Sur une île grecque, les animateur·ices d’un hôtel all-inclusive répètent les numéros qui distrairont les clients chaque semaine. Paillettes, maquillage et alcool rythment un quotidien qui ne fleure pourtant en rien la fête. Avec Animal, Sofia Exarchou conte le désenchantement de nos sociétés occidentales.
Car les numéros ont beau varier sous l’impulsion des nouvelles et nouveaux venu·es, les spectacles sont autant de feu d’artifices au premier degré. Vidés de toute substance, ils sont conçus pour distraire un public dont la structure varie peu d’une soirée à l’autre. L’articulation du récit autour du personnage de Kalia (Dimitra Vlagopoulou) entraine alors Animal dans une mélancolie profonde. L’animatrice est un véritable « juke-box ». Elle danse et chante sur demande, d’été en été. Son corps sec, et pourtant si souple, se trouve complètement aliéné au regard de l’autre. C’est la banalité du sans âme qui se donne en spectacle tous les soirs.
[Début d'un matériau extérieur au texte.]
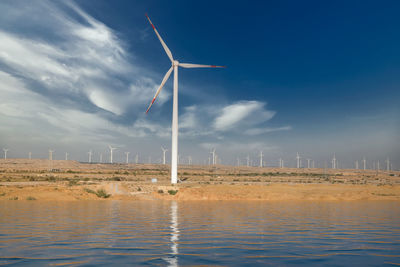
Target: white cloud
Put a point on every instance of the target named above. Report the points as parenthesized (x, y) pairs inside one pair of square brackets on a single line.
[(235, 114), (258, 131)]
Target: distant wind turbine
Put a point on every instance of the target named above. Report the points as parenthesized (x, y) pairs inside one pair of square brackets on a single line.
[(280, 163), (334, 161), (90, 156), (127, 157), (5, 152), (51, 154), (213, 158), (298, 160), (174, 67), (164, 150), (111, 150)]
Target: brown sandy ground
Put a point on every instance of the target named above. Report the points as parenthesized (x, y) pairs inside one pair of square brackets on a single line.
[(22, 179)]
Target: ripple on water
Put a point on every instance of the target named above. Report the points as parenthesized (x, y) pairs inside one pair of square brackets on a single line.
[(229, 233)]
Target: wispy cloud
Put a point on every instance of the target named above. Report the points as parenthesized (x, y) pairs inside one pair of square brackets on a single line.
[(68, 77)]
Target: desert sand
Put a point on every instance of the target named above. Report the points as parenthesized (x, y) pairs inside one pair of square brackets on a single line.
[(58, 180)]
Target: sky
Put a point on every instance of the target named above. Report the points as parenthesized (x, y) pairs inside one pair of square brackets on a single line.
[(314, 77)]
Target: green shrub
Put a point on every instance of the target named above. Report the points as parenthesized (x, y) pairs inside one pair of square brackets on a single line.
[(90, 191), (102, 193), (172, 192), (72, 182)]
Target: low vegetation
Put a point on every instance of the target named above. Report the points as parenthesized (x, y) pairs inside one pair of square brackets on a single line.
[(172, 192), (100, 193)]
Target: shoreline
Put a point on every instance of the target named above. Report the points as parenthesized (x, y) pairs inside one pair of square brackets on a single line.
[(127, 191), (39, 179)]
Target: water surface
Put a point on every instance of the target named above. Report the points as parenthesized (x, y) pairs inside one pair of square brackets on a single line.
[(230, 233)]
Ce déchirement intérieur, rendu manifeste par la performance impressionnante de Dimitra Vlagopoulou, est d’autant plus cruel qu’il ne se vit pas au singulier. Les animateurices de l’hôtel forment une belle troupe dans laquelle il est de rigueur de s’épauler et de rire ensemble. Sofia Exarchou excelle d’ailleurs dans l’art d’agencer les regards et silences qui structurent cette bande flamboyante. La réalisatrice aurait pu céder aux charmes de son actrice principale au détriment des ceux et celles qu’il l’entourent. Fort heureusement pour le film – et pour nous – il n’en est rien. Et d’un geste, d’une réplique ou d’un regard, chaque personnage secondaire accède pour un instant au statut de personnage principal.
Ne reste alors plus qu’à la caméra très mobile de Monika Lenczewska d’ausculter ces corps afin de saisir les rares moments où c’est le cœur qui commande leur mouvement. Animal est, en ce sens, un film douloureusement vivant où triomphe et désastre se côtoient souvent de trop près.